A hydrogen production device that reforms raw fuel to produce a hydrogen-containing gas;
A burner for heating the hydrogen production device;
A stack for generating power using the hydrogen-containing gas;
An electric heater for heating the hydrogen production device,
The hydrogen production apparatus includes:
When starting by receiving power supply from the system power supply, the electric heater is operated to raise the temperature,
In the fuel cell system, when the power supply is started from the self-starting power source, the temperature is raised by operating the burner without operating the electric heater. It further comprises a hot water storage tank for storing water heated by heat generated with power generation as hot water storage water,
2. The fuel according to claim 1, wherein, when the hydrogen production apparatus is activated by receiving power supply from the self-sustained activation power source, the temperature of the hydrogen production apparatus is increased using the amount of heat of the hot water stored in the hot water storage tank.

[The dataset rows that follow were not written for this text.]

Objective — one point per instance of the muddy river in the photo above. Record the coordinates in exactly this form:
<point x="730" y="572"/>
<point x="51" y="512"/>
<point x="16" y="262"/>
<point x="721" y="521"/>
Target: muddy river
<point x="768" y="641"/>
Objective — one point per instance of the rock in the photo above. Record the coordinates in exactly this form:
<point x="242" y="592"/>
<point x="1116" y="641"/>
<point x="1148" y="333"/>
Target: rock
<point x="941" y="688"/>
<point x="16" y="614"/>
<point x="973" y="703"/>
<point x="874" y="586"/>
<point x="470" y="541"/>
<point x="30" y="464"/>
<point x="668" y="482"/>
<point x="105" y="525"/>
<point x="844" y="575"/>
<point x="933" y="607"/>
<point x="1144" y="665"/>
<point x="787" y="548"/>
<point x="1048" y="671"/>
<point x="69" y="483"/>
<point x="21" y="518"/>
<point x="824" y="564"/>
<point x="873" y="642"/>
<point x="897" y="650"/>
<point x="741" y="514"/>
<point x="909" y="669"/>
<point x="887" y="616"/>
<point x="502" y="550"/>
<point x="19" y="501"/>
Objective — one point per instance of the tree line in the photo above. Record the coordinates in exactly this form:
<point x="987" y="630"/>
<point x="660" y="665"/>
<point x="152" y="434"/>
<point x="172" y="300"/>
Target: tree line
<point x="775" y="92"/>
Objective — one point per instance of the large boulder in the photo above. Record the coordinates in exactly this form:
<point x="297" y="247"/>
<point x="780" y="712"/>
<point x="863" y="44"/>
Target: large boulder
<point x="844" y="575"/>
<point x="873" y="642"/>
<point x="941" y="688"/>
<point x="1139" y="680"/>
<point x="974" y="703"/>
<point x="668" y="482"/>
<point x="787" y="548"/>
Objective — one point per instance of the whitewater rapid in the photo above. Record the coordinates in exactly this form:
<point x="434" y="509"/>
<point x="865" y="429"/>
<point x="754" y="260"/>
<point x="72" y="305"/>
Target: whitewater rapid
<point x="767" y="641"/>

Battery system. The hot water tank is provided with a circulation channel for circulating the hot water,
The hydrogen production apparatus, when activated by receiving power supply from the self-sustained activation power source, raises the temperature by moving heat from the hot water circulating in the circulation flow path using a heat exchanger. The fuel cell system according to claim 2. Hydrogen production apparatus for reforming raw fuel to produce hydrogen-containing gas, burner for heating the hydrogen production apparatus, stack for generating power using the hydrogen-containing gas, and electric heater for heating the hydrogen production apparatus A method for starting a fuel cell system comprising:
When starting by receiving power supply from a system power supply, the hydrogen heater is heated by operating the electric heater,
A method for starting a fuel cell system, wherein when starting by receiving power supply from a self-starting power source, the temperature of the hydrogen production apparatus is raised by operating the burner without operating the electric heater.   When starting by receiving power supply from the self-sustained power source, the amount of heat of the hot water stored in a hot water storage tank that stores hot water generated as a result of power generation as hot water is stored. The method for starting a fuel cell system according to claim 4, wherein the temperature of the manufacturing apparatus is increased. The hot water tank is provided with a circulation channel for circulating the hot water,
When starting by receiving power supply from the self-starting power supply, the hydrogen production apparatus is heated by moving heat from the hot water circulating in the circulation flow path using a heat exchanger. The method for starting a fuel cell system according to claim 5.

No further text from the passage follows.